Los propios periodistas deben luchar contra el transeúnte de turno que envía una imagen vulgar realizada con su teléfono móvil a la redacción antes que el propio freelancer pueda dar salida a su trabajo profesional.

En un mundo en el que todo se muestra, ¿queda algo de la vida interior?

Parece que denigramos nuestra propia memoria queriendo cazar y almacenar cada imagen que roza nuestra retina.
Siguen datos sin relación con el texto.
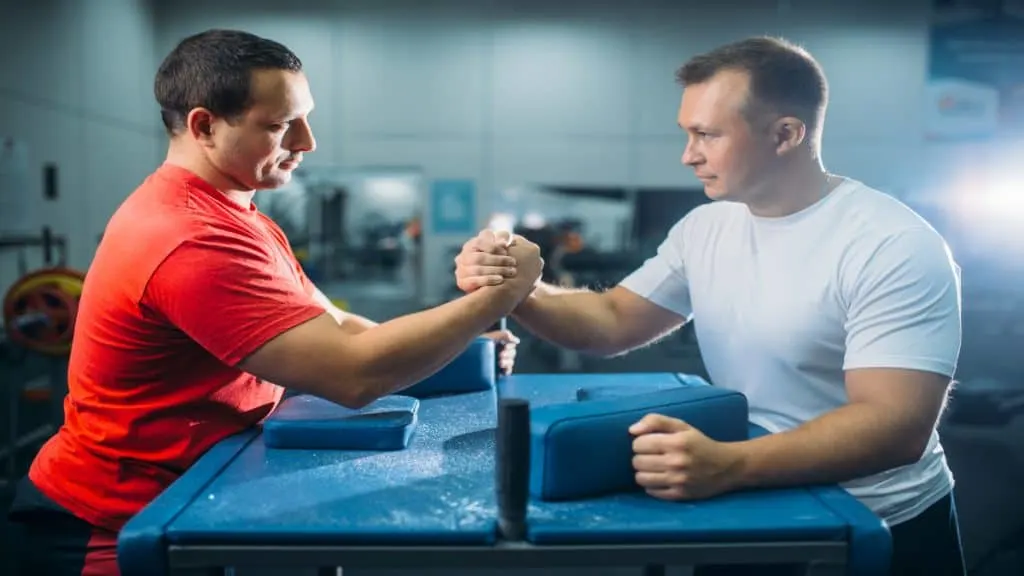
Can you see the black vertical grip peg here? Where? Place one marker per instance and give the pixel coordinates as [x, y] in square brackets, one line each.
[512, 466]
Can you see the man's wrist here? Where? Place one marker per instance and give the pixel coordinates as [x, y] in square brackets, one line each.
[741, 463]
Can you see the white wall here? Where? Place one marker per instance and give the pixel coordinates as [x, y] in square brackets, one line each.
[504, 93]
[509, 93]
[579, 93]
[75, 88]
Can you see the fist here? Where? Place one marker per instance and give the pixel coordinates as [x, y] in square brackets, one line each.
[675, 461]
[491, 257]
[528, 265]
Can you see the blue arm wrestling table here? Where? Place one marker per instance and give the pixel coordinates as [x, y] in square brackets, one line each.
[433, 504]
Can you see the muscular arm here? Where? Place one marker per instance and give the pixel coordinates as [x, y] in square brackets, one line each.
[249, 312]
[887, 423]
[350, 323]
[903, 336]
[599, 323]
[322, 358]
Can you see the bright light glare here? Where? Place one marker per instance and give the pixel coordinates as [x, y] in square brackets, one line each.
[1004, 201]
[502, 222]
[532, 220]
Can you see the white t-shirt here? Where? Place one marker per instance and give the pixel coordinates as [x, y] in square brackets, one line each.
[783, 305]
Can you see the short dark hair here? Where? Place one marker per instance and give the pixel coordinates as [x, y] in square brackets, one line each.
[784, 78]
[214, 70]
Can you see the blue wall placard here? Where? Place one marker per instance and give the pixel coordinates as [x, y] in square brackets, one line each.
[976, 70]
[453, 207]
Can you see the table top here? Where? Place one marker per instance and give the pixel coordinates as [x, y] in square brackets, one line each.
[440, 490]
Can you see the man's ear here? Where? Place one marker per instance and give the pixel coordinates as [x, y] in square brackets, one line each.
[200, 123]
[788, 133]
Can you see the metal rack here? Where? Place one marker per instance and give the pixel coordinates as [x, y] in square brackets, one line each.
[54, 249]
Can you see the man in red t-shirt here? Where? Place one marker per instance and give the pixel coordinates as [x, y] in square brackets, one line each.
[195, 312]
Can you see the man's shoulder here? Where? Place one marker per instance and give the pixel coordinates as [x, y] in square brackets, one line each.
[882, 235]
[870, 215]
[712, 214]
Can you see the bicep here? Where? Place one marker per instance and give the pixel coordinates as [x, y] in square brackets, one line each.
[638, 320]
[910, 400]
[306, 357]
[903, 307]
[903, 330]
[247, 310]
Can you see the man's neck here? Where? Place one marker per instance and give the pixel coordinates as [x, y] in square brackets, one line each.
[792, 190]
[202, 168]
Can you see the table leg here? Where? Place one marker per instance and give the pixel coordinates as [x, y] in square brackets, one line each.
[653, 570]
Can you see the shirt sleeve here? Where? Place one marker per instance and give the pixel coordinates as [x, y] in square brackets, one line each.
[903, 307]
[662, 279]
[282, 239]
[230, 294]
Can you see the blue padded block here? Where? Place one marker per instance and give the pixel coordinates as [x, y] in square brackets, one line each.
[869, 541]
[473, 370]
[308, 422]
[564, 437]
[610, 392]
[141, 542]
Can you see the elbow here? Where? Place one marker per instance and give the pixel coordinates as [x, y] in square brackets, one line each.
[605, 351]
[912, 447]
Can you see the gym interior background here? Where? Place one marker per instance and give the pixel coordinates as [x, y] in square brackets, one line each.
[435, 119]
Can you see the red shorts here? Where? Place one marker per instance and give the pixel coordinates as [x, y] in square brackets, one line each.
[50, 540]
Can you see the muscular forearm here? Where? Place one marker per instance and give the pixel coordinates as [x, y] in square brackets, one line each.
[353, 323]
[576, 319]
[851, 442]
[399, 353]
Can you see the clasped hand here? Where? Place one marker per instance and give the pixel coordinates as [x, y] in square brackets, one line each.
[488, 259]
[491, 258]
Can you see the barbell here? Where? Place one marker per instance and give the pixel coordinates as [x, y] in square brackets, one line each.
[40, 310]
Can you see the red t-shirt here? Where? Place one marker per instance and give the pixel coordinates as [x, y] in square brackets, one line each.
[183, 286]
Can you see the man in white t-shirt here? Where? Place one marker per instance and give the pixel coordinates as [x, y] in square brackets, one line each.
[834, 307]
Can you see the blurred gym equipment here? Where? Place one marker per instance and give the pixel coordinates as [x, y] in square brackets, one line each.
[39, 313]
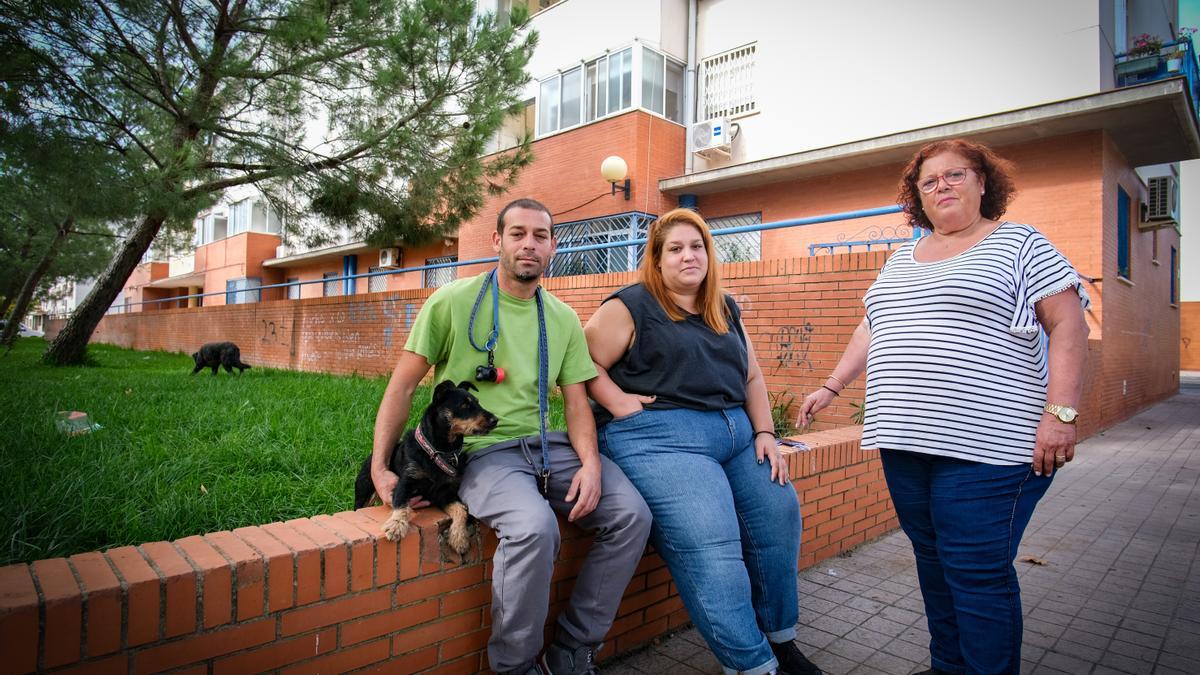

La publicamos en segundos antes siquiera de ser capaces de analizar qué es lo que acabamos de ver, qué hemos sentido y por qué nos ha gustado o desagradado.

Hemos dejado de lado esa vertiente humanista en la que el conocimiento propio y el análisis de las emociones plasmado de forma intimista se vende con luces de neón. Hoy todos somos celebrities, imágenes de calendario, pósters de momentos y robados playeros.

Nos autodefinimos por lo que vemos y mostramos con filtro Lo-Fi, metiendo tripa y sonriendo a lo Marilyn Monroe, sin mirar a cámara, a sabiendas de que está ahí, ya que somos nosotros mismos los que la sujetamos.

¿Queremos ahorrar tiempo a los demás para que nos conozcan? Tal vez, ¿crear una realidad de quienes somos o podríamos será golpe de flash?

¿Qué queda cuando se acaba la batería?

Tal vez una existencia un tanto vacía a la que se le ha robado el alma en cada disparo.